Yüce Kitabımız Kur’an-ı Kerim de bir rahmettir.

Yüce Kitabımız Kur’an-ı Kerim de bir rahmettir. “Bu Kitabı (Kur’an’ı) sana, her şeyin açıklaması, bir hidayet ve rahmet kaynağı, Müslümanlar için de bir müjdeci olarak gönderdik” demek suretiyle Yüce Rabbimiz, bize Kur’an-ı Kerimin de başlı başına bir rahmet olduğu hakikatini hatırlatmaktadır.

Hz. Muhammed de (s.a.v), başlı başına bir rahmettir.

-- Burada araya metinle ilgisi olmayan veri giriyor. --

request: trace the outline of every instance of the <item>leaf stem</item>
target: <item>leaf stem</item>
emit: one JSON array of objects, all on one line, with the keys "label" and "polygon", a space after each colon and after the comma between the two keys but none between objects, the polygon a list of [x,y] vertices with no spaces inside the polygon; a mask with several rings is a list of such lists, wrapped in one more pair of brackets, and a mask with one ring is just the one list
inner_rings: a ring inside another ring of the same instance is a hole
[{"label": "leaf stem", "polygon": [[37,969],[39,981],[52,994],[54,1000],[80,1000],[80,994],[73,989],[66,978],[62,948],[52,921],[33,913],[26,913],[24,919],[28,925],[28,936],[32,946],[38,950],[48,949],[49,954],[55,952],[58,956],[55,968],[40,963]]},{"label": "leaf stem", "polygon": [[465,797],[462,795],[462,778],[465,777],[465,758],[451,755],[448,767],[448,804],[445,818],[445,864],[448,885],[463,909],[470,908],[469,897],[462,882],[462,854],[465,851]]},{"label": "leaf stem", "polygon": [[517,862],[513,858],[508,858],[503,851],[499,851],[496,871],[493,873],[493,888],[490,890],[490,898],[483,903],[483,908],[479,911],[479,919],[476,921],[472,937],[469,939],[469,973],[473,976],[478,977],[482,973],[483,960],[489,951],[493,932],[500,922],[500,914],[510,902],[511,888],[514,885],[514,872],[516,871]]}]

Hz. Muhammed de (s.a.v), başlı başına bir rahmettir. “Biz seni, (Ey Habibim Muhammedi) alemlere rahmet olarak gönderdik” buyuran Yüce Allah, Hz. Peygamberimize, “Sen olmasaydın (Ey Muhammed) kâinatı yaratmazdım.” diye hitap etmiştir. Hz. Peygamberimiz hem dünyada bütün insanlara kurtuluş vesilesi olmuş hem de ahirette bütün inananların kurtuluşuna vesile olacaktır.

Advertisement

Sevgili Peygamberimiz Hz. Muhammed’in (s.a.v) ifade buyurduğu kutsi bir hadisinde de, Yüce Rabbimizin: “Rahmetim (merhametim), gazabımı (öfkemi) geçmiştir.” dediğini bildirmektedir.

Yüce Rabbimizin kâinata cömertçe serpilen bu rahmetinin kaynağı O’nun “Rahman”(esirgeyen) ve “Rahim” (bağışlayan) isimleridir. Bu isimlerin, bir de “Erhamürrahimin” (merhametlilerin en merhametlisi) ve “Hayrürrahi-min” (merhametlilerin en hayırlısı), şeklinde kullanımı vardır ki, dualarda bu şekilde anılmaları daha uygundur. Duanın kabul olunmasına vesiledir. Yüce Allah’ın Kur’an-ı Kerim’de sık sık geçen bu isimleri, Allah’ın (c.c) rahmetinin bitmez, tükenmez derecede çok olduğunu ve her şeyi kuşattığını göstermekle birlikte akıllı olanları bu rahmetten istifadeye davet eder.

Akıllı bir insan bilmeli ki, kendini rahmetiyle kuşatan ve her ihtiyacında koca kâinata “lebbeyk”, yani “buyur, senin hizmetindeyim” dedirten, her şeye gücü yeten, Rahman ve Rahim olan bir zat var. Bu rahmet sahibi, onu görmekte ve bilmektedir. Ondan haberdar olduğunu ve bildiğini engin rahmetiyle bildirmektedir. Aklı bozulmamış insan da, Rabb’ini bilir. Hürmet ve ibadetle, bildiğini bildirir. Sonsuz acizlik ve ihtiyaçlar içinde kıvranan, zayıf ve küçücük bir insana, koca kâinatı hizmetçi etmek ve onun yardımına koşturmak; ne kadar büyük bir rahmet olduğunu kesinlikler anlar. Böyle bir rahmet, sürekli ve samimi bir şükür, ciddi ve içten bir karşılık gerektirir.

İnsan, her işini Rahman ve Rahim olan Yüce Allah’ın adına ve O’nun istekleri doğrultusunda yapmakla, bu rahmetin amacına uygun hareket edebilir. Madem ki rahmet bu kadar sevimlidir. Öyle ise insan, o rahmeti gönderene itimat edip, izni ve emirleri dairesinde hareket etmelidir. Ancak bu şekilde rahmetin sahibi olan Rahman’ın şefkatine sığınıp, O’na kul olduğunu ilan ederek her sıkıntıdan kurtulur.